My last days in Vilnius have been filled with final packing and saying goodbye to friends and colleagues — actually this pretty much describes my whole week. As I say my farewells, all my Lithuanian friends tell me “we are waiting for your return.” I’m already planning a trip to Lithuania next May for the 40th anniversary commemorations of Kalanta’s self-immolation and the events that followed his funeral. It is good to know that I have friends who will be waiting for me when I come back.
These tables outside a cafe in Vilnius are waiting for someone to sit down and enjoy the sunshine and a cup of coffee
Lithuanians LOVE basketball — and right now the entire country has basketball fever because Lithuania is hosting Eurobasket 2011. The European basketball championship games start August 31 and the final rounds will held in a brand new arena in Kaunas on September 18. The arena was officially opened last Thursday with a “friendly game” between Lithuania and Spain, the reigning European champions. Lithuania won (whoo-hoo!) but I’ve been told that they don’t have a particularly strong team this year and probably won’t get a medal. But that doesn’t mean that the streets aren’t awash with red/yellow/green basketball paraphernalia. There is even an official song featuring three Lithuanian pop starts. Go Lithuania!!
Today I say goodbye to Kaunas. This afternoon I am moving everything from Kaunas to Vilnius, where I’ll spend the last few days before I leave. I’m packing this morning, then friends from the university are bringing lunch for a final farewell gathering before I leave town. These are a couple of my favorite photos from Kaunas on this, my last day.
The shadows of onlookers on street paintings done by kindergarteners at the Kaunas Jazz Festival
A section from the mural on the Kaunas Picture Gallery
I spent Saturday and Sunday in an old farmhouse in a tiny village nestled in a bend of the Nemunas river. I use the term “village” loosely — really, it’s a collection of farmsteads. The farmhouse has no indoor plumbing — just an outhouse and a bucket under a small shed roof for washing dishes and brushing teeth. It is heated by tiled wood stoves. And, of course, no mobile phone reception. It does have electricity and a gas stove, so we weren’t completely roughing it. It was great to get away for a couple of days from the stress of all the things I need to do before I leave Lithuania and all the things I’ll have to do when I get back to Seattle. There was nothing to do but relax and forget the outside world.
There was a steady rain when we arrived on Saturday afternoon, but that didn’t stop us from hiking through the woods to see the river. We put on rain slickers and rubber boots and off we went. In the evening, we visited an artist in a neighboring village. It turned out she had participating in the 1972 demonstrations so I ended up doing a spontaneous research interview (it seems that I can’t completely escape work). On Sunday morning we drank tea by a bonfire, then headed back into the woods to collect mushrooms.

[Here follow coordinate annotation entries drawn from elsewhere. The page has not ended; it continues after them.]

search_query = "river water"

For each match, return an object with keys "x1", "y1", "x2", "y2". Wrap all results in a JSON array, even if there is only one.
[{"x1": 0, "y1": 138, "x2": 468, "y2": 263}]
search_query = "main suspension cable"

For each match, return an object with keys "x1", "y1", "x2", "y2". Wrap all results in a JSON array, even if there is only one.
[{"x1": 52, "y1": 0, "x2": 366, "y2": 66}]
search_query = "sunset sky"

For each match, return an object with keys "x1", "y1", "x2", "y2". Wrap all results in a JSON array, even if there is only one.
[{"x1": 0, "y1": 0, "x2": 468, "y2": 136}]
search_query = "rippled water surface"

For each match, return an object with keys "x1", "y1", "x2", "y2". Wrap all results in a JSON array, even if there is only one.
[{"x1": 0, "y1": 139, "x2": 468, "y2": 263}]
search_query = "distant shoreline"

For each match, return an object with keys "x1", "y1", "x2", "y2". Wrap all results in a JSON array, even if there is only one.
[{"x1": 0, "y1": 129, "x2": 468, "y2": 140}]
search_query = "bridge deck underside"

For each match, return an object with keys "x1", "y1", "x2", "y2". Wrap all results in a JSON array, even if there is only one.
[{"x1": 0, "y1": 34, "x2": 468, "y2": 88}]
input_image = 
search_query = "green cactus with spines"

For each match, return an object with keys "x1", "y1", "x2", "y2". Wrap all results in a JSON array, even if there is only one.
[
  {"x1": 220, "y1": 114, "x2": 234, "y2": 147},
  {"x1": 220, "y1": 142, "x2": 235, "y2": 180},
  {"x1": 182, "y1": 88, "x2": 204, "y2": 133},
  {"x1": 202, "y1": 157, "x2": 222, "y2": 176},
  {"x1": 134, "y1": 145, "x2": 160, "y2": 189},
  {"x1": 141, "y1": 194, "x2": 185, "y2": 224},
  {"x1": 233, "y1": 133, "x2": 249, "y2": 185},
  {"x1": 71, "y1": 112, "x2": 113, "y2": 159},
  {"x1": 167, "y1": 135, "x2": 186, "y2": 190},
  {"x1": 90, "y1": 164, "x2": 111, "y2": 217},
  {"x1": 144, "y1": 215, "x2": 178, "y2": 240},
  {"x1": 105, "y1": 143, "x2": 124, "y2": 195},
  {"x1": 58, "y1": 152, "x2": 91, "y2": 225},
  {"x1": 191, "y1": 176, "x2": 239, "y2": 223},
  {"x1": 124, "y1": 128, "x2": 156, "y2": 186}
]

I was very excited to finally go mushrooming, which is a very Lithuanian activity. We were looking for voveruška mushrooms (a type of chantrelle). They are difficult to find. You have to catch a glimpse of yellow gold under moss or leaves. This was made more challenging by the small golden leaves on the ground — and by the fact that there is a mushroom of a similar color that is poisonous. I was quite pleased that I was able to find quite a few and I came home with a basket of mushrooms. We then cooked up the mushrooms and enjoyed the fruits of our labor. It’s an easy dish — melt butter in a pan, pile the mushrooms in the pan, let them stew in their own juices until tender and pour over boiled potatoes. Yummy!
Mushrooms I collected in the forest
A gnarled old apple tree -- this was my view from the table on the porch
Polish poet Czeslaw Milosz was born and spend his childhood in Šėtėnai. His Polish-Lithuanian family had a strong connection to the Lithuanian land, although they were Polish-speaking. Milosz was educated in Warsaw and was a leading leftist intellectual who actively supported the post-World War II Communist government. He became disillusioned, however, and emigrated to France and then to the United States, where he taught at Berkeley for many years. He was a beautiful poet and prose writer. Many of his works refer to his love for his homeland and especially the family estate where he spent his childhood. After visiting Šėtėnai and seeing the river and woods, I can understand. The Milosz Center, run by VMU, is located in the only remaining building of the original estate. When I learned that scholars can request to spend a week or two at the center, I was inspired to plan a writing/studying retreat there in the future.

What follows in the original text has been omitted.